Here’s How FLANK can Help with DoD Cybersecurity Compliance
1. Help with scoping issues. All of today’s major DoD and federal compliance reporting frameworks – CMMC, FedRAMP, NIST 800, and more – require a thoughtful approach that should always begin with an upfront scoping & readiness assessment. After all, understanding scope in terms of what controls are to be assessed, locations, personnel involved – and more – is not only beneficial, but essential to the long-term success of one’s compliance endeavors.

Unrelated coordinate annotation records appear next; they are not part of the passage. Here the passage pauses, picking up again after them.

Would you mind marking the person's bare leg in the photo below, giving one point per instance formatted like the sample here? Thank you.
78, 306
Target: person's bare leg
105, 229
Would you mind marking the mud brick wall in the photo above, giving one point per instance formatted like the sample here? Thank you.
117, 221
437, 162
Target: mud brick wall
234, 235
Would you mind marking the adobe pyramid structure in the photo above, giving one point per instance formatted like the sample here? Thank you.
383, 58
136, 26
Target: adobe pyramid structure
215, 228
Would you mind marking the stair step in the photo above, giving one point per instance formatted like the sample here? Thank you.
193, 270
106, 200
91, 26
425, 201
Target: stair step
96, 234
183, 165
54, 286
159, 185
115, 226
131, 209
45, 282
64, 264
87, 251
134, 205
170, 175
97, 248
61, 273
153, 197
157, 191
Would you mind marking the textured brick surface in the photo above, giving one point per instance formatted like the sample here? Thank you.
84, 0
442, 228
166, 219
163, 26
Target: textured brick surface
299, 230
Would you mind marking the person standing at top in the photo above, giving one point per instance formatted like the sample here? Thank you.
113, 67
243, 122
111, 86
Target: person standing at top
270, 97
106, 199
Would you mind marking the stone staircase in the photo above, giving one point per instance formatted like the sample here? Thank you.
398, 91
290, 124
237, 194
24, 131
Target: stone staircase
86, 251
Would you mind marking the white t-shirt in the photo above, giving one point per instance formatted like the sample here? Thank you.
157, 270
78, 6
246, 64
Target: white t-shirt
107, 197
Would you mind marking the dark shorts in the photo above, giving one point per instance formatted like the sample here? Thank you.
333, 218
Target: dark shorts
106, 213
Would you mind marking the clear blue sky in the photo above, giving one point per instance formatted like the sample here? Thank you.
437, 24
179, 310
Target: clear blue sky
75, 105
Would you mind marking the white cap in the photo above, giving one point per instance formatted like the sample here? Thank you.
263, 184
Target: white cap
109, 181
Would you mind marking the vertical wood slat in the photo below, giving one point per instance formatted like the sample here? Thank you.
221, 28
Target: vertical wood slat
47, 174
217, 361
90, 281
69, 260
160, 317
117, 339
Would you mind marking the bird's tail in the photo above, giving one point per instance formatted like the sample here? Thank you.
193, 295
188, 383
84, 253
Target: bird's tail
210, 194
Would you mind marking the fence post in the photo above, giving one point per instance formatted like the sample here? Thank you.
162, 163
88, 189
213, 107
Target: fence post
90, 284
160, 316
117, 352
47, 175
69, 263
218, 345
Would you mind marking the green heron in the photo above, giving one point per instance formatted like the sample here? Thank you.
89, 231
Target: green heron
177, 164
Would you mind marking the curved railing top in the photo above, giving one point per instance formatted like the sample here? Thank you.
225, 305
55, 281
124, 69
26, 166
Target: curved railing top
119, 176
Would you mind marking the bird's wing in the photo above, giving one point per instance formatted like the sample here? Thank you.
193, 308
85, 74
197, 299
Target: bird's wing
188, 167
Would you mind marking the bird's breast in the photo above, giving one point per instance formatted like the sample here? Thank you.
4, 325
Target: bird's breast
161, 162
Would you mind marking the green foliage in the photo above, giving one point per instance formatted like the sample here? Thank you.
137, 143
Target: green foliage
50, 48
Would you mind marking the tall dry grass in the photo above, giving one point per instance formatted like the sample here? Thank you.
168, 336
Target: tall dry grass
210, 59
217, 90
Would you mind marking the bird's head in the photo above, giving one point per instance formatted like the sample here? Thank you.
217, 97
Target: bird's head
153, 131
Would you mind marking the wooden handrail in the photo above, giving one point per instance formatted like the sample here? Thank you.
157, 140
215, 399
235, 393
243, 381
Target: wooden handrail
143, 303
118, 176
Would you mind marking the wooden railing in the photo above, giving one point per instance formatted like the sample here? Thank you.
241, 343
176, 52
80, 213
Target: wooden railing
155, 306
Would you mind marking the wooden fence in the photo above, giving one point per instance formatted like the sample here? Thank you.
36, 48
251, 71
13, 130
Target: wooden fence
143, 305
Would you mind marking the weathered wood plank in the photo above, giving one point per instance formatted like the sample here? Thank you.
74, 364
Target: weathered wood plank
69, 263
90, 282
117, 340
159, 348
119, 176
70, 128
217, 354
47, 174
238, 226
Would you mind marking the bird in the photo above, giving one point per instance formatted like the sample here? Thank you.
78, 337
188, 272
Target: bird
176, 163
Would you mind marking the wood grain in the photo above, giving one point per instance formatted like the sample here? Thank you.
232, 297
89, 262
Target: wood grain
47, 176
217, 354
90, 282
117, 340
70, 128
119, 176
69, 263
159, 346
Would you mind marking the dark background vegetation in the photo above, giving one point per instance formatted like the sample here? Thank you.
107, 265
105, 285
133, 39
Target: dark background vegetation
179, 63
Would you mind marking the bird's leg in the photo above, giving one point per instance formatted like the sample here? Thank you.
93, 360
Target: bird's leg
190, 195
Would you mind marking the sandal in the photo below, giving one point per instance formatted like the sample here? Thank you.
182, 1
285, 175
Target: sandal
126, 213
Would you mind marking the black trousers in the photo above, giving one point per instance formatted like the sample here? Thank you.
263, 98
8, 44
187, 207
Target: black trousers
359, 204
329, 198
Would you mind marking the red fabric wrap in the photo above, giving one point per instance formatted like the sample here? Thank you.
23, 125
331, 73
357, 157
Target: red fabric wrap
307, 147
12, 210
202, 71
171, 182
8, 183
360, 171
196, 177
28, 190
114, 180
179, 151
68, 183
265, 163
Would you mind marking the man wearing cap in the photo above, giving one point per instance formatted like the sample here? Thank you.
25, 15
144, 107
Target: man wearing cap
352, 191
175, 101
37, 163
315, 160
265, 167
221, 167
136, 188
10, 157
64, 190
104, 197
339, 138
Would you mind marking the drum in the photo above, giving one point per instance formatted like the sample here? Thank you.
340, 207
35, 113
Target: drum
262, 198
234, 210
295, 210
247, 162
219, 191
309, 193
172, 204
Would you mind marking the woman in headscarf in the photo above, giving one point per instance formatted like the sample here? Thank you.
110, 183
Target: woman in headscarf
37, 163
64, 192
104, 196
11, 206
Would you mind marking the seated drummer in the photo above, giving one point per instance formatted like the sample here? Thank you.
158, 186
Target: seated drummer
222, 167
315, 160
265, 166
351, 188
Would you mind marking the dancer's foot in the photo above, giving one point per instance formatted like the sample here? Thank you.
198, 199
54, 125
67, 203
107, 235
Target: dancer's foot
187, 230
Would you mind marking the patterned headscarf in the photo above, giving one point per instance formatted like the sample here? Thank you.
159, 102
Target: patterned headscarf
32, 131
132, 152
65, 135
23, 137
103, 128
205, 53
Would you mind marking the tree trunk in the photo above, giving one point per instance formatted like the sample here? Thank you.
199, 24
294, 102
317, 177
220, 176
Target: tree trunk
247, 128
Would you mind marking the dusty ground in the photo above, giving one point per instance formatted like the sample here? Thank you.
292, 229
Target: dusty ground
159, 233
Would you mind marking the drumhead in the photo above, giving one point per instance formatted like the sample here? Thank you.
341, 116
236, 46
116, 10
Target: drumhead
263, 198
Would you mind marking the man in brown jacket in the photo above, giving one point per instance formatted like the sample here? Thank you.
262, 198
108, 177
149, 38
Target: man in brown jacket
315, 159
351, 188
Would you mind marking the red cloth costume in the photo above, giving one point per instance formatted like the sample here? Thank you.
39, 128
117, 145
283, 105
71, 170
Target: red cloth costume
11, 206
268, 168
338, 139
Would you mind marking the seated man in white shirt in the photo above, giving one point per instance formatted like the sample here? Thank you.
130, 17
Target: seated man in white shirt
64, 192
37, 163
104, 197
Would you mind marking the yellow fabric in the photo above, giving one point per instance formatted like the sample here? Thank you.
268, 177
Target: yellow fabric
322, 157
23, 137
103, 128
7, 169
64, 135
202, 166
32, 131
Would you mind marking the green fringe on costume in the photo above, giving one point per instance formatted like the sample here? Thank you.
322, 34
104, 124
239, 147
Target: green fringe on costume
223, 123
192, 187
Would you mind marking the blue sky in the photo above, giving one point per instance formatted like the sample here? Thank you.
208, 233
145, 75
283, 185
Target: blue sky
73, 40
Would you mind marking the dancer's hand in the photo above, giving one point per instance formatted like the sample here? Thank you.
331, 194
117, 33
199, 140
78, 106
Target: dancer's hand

2. Developing security policies and procedures. Writing policies and procedures is an incredibly time-consuming measure for many of today’s growing DoD reporting requirements. From CMMC to eMASS and more, such a process can take literally dozens and dozens of hours. FLANK offers industry leading templates that save both time and money on critical policy development. Whatever your needs are for information security policies and procedures, we can help.
3. Remediating critical control gaps. No organization has a picture perfect control environment. FLANK can help in developing all necessary documentation, along with remediating technical, security, and operational controls as needed for DoD compliance.
4. Writing System Security Plans (SSP). A System Security Plan (SSP) is an essential component for many of today’s federal compliance reporting measures. FLANK has years of experience in authoring SSPs for a wide-range of client needs.